The class also got to design their interpretation of the theme’s graphic and vote on which gets to be the main graphic of the exhibition. The class voted on Callie Lopez’s interpretation to represent the exhibition, which includes a floral design with pink and purple hues.
Contrasting to the previous Graphic Design Senior Showcase, “ECLIPSE,” this year’s class has doubled in size, growing from five students to eleven. Each student had a role in marketing for the exhibition. For example, Fischer oversaw designing the postcards and making pillow packs for the attendees, which included stickers, buttons and a sheet of each student’s logos.
Lopez created the main design, which was displayed on the campus TV screens.
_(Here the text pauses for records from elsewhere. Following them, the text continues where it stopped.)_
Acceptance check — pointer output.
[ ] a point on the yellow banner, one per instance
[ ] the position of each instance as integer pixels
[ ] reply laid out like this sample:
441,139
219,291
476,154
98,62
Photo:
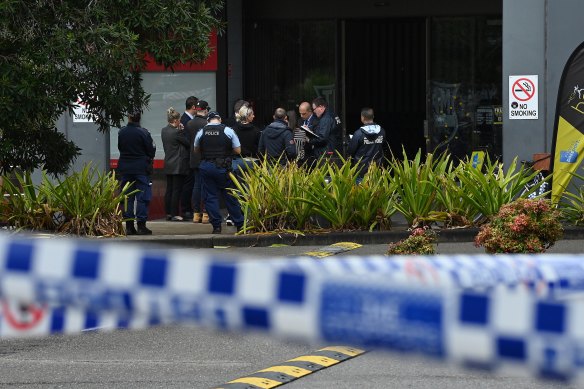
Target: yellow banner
569,155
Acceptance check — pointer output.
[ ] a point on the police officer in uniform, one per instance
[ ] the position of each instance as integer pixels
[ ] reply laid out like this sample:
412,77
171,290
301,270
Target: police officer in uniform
217,145
137,151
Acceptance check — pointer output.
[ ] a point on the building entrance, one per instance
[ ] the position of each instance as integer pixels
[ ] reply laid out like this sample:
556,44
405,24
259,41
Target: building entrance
385,69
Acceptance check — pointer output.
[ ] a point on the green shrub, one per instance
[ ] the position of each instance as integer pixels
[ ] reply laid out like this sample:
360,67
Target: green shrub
485,192
572,203
420,242
85,203
415,185
523,226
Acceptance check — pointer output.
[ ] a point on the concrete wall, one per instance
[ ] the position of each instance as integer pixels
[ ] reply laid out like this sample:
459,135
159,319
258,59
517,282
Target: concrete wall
538,38
234,53
94,145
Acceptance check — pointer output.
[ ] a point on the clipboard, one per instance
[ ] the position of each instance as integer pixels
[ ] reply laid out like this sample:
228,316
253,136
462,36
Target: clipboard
309,132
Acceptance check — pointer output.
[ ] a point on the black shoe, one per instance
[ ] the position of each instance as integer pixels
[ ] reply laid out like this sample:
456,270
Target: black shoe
142,230
130,229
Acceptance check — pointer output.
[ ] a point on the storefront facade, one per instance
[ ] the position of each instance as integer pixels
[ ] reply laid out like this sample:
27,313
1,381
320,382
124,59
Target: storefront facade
436,72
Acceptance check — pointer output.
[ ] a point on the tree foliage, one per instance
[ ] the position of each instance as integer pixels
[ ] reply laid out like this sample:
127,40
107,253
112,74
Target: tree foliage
56,54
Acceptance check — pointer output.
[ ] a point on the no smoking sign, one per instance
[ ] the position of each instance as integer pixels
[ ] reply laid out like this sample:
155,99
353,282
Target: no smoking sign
523,91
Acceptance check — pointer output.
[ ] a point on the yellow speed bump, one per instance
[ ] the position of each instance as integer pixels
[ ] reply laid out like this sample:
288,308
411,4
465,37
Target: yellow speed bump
295,368
333,249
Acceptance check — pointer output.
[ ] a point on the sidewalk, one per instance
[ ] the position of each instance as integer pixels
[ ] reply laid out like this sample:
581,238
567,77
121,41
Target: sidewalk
196,235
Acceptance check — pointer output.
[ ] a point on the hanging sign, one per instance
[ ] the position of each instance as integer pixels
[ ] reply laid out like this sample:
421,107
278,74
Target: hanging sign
523,101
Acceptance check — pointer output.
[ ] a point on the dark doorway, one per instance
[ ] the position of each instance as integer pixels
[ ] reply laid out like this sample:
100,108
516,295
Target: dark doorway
385,69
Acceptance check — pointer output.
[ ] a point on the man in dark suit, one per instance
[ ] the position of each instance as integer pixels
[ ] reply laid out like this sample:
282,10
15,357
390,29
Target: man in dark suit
137,150
190,109
187,189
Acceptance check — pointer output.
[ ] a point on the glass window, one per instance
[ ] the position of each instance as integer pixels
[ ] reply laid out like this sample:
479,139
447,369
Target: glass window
465,86
169,90
287,62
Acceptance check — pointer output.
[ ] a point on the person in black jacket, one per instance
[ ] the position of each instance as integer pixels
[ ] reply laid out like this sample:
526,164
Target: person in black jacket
249,136
328,130
137,150
277,139
176,163
367,143
187,190
197,195
217,144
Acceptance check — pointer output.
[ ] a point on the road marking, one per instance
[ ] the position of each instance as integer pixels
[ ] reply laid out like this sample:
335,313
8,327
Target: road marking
294,369
333,249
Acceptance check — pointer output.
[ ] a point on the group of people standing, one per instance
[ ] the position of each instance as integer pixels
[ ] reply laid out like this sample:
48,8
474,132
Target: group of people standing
201,149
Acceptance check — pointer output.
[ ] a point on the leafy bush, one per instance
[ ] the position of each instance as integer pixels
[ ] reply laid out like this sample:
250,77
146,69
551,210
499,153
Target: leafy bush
523,226
572,203
85,203
487,191
420,242
415,185
280,198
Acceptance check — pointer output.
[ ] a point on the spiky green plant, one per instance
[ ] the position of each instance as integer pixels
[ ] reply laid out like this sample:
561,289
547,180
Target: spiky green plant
84,203
487,191
572,202
415,184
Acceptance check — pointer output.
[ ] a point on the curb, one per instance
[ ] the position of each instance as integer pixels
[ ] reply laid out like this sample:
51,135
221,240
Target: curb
461,235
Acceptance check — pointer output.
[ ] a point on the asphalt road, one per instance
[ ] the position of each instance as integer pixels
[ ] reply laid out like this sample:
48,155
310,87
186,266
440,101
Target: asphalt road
187,357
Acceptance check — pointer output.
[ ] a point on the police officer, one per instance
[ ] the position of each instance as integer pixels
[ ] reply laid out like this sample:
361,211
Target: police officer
217,145
367,144
137,150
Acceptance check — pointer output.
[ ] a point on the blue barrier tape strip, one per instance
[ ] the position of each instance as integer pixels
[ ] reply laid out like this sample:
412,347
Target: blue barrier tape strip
476,310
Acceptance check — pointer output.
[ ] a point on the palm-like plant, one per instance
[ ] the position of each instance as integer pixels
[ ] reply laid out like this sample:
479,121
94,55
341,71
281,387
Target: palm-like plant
487,191
415,185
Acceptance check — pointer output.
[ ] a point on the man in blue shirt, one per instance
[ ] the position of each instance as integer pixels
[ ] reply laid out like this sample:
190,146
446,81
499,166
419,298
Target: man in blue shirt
137,150
217,145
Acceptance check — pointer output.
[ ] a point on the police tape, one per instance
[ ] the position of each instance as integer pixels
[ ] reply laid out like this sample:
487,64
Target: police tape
482,311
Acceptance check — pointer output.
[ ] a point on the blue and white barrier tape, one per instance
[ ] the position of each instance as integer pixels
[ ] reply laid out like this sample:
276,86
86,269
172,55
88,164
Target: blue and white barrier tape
373,302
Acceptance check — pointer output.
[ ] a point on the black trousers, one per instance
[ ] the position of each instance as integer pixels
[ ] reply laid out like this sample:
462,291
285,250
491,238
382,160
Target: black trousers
172,196
187,192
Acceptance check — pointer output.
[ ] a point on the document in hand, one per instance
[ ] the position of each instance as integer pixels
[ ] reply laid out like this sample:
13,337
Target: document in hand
309,132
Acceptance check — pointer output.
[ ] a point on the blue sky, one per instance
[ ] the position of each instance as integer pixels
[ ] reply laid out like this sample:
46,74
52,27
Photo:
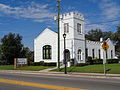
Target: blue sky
30,17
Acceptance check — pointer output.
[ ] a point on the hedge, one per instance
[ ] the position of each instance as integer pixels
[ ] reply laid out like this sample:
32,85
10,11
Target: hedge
42,63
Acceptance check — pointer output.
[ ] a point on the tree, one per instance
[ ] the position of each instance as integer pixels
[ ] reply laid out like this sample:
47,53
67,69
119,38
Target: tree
95,35
117,39
11,47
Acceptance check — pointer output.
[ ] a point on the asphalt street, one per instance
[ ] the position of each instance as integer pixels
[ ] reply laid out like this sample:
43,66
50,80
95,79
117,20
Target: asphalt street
64,81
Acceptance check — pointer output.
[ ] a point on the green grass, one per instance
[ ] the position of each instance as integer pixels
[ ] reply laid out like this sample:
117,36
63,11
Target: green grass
6,67
29,68
33,68
115,69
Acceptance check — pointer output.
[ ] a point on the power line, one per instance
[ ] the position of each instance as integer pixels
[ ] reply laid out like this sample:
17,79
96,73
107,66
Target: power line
102,22
92,23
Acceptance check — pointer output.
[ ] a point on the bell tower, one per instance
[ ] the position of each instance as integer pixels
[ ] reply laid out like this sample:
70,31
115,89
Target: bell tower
72,24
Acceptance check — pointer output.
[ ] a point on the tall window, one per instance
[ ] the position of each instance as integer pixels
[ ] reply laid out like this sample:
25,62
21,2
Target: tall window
99,54
86,52
79,28
93,53
47,52
79,53
66,28
111,54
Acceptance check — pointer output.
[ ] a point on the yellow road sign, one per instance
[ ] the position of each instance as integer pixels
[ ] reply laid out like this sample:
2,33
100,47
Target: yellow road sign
105,46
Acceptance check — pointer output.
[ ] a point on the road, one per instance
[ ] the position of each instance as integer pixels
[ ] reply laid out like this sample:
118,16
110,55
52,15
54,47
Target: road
46,82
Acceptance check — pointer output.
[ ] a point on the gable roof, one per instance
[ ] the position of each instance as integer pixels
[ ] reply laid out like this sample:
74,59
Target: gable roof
46,30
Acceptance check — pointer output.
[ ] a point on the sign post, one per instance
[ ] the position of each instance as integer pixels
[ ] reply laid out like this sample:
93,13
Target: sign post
105,46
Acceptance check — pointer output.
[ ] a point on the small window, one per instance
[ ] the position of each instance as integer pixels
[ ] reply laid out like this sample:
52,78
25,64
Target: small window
79,28
47,52
66,28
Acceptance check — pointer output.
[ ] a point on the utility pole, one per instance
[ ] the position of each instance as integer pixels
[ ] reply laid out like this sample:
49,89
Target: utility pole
58,17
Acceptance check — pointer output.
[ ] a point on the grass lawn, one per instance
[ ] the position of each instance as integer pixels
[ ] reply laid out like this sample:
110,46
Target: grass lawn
115,69
6,67
30,68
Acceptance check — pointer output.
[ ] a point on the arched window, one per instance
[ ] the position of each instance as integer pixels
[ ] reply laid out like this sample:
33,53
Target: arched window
47,52
99,54
111,54
79,28
79,53
93,53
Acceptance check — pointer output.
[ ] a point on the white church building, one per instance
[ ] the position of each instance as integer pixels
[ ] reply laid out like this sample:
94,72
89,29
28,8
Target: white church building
46,44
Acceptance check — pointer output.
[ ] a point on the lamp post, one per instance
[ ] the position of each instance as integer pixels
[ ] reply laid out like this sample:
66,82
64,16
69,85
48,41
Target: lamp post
65,62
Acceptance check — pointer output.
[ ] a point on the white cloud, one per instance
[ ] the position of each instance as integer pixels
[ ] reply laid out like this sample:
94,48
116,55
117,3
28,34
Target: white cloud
110,9
32,11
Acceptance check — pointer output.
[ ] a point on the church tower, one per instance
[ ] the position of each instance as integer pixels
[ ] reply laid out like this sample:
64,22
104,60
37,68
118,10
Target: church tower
72,24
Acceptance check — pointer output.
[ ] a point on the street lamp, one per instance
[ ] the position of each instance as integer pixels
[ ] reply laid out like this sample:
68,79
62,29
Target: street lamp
65,62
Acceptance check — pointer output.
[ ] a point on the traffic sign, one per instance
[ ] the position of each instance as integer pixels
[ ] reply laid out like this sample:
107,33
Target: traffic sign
105,46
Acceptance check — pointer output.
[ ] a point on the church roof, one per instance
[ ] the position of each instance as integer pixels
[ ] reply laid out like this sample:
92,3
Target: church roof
46,30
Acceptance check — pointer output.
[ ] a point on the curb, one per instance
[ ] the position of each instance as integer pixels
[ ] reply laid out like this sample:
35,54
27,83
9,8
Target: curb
73,74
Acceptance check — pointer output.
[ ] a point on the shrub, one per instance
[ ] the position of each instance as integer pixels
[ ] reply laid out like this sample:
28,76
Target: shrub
81,64
97,61
42,63
89,60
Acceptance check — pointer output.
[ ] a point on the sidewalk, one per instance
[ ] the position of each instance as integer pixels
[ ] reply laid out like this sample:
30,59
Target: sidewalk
73,74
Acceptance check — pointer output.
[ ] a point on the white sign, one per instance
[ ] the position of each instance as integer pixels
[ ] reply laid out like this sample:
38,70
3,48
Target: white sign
22,61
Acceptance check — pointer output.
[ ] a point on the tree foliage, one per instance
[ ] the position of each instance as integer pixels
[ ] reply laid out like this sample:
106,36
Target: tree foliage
95,35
Other students featured in the exhibition were also assigned roles such as making brochures, stickers and buttons alongside running the social media.
“Everyone gets a little piece of the marketing, which is really cool,” Fischer said. “It’s not just handed over to our professors, who are already doing so much. We get to build our own show and be a part of branding, marketing and advertising for people to actually show up.”
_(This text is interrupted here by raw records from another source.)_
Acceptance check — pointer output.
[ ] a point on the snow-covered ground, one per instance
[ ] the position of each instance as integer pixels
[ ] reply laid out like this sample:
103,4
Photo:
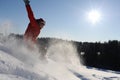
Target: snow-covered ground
61,62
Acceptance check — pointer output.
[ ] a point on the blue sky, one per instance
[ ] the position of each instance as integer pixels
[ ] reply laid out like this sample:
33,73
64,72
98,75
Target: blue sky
65,19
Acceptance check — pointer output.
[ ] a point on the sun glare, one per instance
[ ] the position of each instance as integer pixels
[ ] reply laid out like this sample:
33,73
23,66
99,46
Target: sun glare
94,16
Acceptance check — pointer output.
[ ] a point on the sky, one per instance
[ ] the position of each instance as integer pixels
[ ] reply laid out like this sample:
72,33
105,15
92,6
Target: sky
66,19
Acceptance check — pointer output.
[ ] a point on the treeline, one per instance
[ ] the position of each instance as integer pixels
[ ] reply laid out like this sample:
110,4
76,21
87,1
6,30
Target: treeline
104,55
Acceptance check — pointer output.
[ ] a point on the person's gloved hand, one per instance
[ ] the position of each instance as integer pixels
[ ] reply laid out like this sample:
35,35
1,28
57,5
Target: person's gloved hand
26,2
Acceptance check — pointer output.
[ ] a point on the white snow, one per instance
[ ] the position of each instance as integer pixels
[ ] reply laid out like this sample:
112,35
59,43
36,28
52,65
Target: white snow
61,62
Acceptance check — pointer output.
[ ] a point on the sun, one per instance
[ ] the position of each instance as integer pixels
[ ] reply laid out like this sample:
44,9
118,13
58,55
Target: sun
94,16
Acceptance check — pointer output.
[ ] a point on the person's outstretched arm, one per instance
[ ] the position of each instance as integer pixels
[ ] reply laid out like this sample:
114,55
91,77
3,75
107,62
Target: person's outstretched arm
30,12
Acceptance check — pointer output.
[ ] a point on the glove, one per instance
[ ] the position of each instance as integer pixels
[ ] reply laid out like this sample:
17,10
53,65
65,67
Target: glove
26,2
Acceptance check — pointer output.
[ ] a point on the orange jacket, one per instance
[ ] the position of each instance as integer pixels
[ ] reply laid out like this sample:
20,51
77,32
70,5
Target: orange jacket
33,28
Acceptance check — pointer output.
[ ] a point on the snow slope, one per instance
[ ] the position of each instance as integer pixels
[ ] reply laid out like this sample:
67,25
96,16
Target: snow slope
61,62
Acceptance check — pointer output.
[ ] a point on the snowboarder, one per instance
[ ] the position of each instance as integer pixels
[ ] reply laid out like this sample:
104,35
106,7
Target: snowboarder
35,25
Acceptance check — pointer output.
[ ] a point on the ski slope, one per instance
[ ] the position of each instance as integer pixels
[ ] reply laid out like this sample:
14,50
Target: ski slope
61,62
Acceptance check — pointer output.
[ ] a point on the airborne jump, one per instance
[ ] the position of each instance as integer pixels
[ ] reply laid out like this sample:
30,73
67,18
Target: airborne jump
35,25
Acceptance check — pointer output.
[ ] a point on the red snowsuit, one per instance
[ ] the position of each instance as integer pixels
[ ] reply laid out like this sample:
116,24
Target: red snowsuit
33,28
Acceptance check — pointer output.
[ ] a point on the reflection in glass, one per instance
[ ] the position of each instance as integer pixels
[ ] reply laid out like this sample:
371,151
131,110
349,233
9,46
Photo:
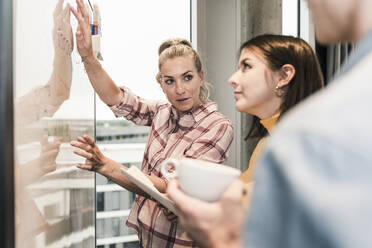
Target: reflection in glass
54,201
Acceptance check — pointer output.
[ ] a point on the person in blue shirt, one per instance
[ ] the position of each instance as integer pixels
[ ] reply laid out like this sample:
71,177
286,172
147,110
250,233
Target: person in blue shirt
313,182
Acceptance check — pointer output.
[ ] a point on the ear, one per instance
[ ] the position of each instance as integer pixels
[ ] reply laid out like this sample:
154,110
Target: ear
201,75
287,72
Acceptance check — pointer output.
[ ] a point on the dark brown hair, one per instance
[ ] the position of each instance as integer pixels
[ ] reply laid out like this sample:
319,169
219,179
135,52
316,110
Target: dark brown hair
278,50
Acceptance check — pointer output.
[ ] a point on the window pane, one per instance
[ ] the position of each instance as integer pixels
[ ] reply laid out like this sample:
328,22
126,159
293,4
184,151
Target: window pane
54,103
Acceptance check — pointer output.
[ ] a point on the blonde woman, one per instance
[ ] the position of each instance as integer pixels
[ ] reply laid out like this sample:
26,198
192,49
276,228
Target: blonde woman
187,125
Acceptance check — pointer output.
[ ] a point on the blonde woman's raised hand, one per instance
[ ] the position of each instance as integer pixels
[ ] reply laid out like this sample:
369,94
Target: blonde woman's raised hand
83,32
62,30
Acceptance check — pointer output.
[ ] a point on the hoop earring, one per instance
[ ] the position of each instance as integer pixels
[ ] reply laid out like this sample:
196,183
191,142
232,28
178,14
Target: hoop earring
279,92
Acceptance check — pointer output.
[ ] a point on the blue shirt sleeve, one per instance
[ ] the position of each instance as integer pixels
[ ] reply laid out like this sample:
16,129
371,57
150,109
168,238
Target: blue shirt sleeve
311,191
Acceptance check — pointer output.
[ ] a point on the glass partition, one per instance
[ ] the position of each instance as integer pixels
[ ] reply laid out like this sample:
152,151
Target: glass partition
56,204
53,104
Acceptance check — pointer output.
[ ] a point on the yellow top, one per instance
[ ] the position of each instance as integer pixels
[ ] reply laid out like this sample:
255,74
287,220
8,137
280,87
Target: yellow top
247,175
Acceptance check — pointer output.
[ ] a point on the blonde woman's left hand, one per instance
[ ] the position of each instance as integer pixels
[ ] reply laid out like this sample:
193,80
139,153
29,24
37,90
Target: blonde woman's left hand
62,30
88,149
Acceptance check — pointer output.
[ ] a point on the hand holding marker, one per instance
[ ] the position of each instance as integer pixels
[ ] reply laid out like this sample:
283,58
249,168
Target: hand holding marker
95,26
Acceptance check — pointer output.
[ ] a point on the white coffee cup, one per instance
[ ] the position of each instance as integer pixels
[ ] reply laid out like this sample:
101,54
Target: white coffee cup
200,179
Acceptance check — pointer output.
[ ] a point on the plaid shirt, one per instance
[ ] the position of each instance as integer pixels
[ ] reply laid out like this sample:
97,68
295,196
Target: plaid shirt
203,133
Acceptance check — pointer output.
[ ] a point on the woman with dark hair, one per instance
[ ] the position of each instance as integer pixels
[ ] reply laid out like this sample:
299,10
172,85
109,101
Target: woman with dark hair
275,73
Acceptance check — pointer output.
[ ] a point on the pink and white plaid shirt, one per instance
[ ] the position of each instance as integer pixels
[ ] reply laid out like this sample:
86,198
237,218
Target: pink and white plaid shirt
203,133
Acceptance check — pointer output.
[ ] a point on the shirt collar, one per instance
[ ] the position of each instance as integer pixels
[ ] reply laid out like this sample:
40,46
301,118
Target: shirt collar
362,49
193,116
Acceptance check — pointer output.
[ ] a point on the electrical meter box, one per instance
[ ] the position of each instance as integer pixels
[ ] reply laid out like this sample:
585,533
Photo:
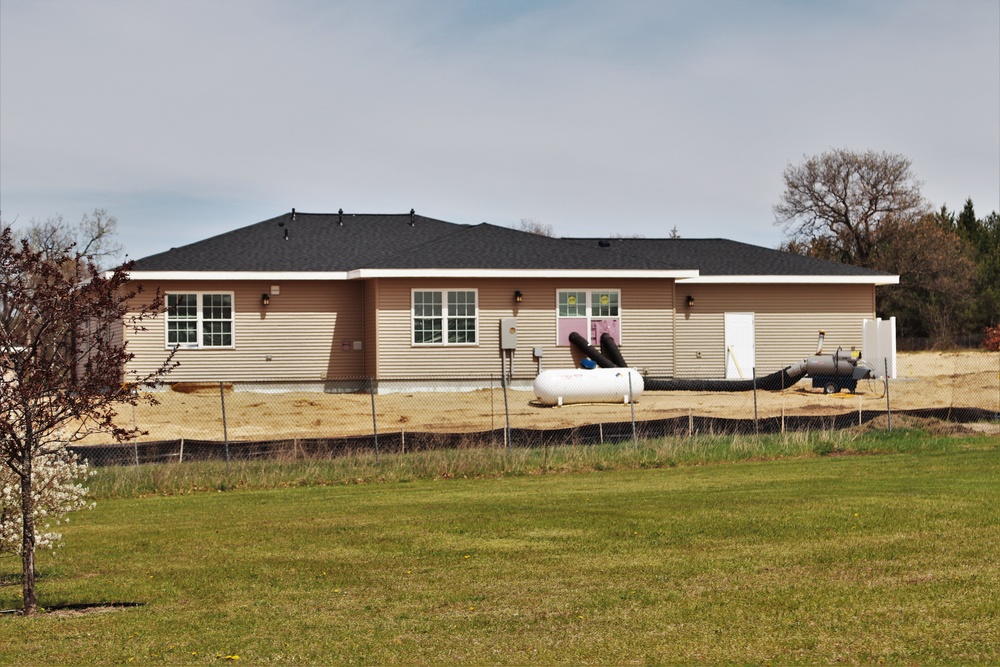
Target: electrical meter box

In her own interpretation of graphic design, more modernly known as “visual communication design,” Fischer said it can be versatile, utilizing it through a corporate fashion to market and advertise, but as both a designer and viewer, she leans towards designs that bring people together and get people involved in the community.
“I have realized that something that’s really important to me in my designs is being able to help people and educate people,” Fischer said. “I have a piece in the exhibition that is about the benefits of visiting the zoo, which is something I like to do anyway. So then getting to share that passion with other people, things like that build community, that is stuff I am drawn to and participate in.”
Lull said a message she would like to give to underclassman graphic design majors is to take the feedback you’ve been given by a professor and utilize it to improve your work, even after the grade is given.
“You’re gonna move on to the next project, but you should take that feedback and implement those changes early because once you’re a senior and you’re doing this work, it’s intense. So, if you have some of the changes started, even though there will always be changes, you won’t have to go back and do some basic stuff,” Lull said.
Fischer said that she hopes attendees will see that graphic design takes many different forms, and there’s a lot to appreciate.
“I think graphic design is looked over sometimes because it’s everywhere, whereas fine art feels a bit more separated. It’s like, ‘Oh, I’m going to a place to see art,’ as opposed to graphic design where it is everywhere all the time, and there are so many different styles. Just in this exhibit, every single person has their own little type of style, and their own inspiration and own background where they came from,” Fisher said.
Lull said that she hopes attendees will be impressed with the hard work the students have done to create their designs, and that they see what graphic design truly is other than just using Photoshop.
“The idea of seeing the vast array, the amount of work, and understanding that it could be a logo, a poster, a website, an infographic, social media ads, print ads, digital ads, all of that work could expand their [attendees] knowledge of what graphic design is and what goes into a project, which I think would be good for anyone,” Lull said.
FLOURISH: Visual Communication Design Senior Exhibition concludes on Feb. 14 with its closing reception in the Fawick Gallery Lobby, located in Kleist Center for Art & Drama.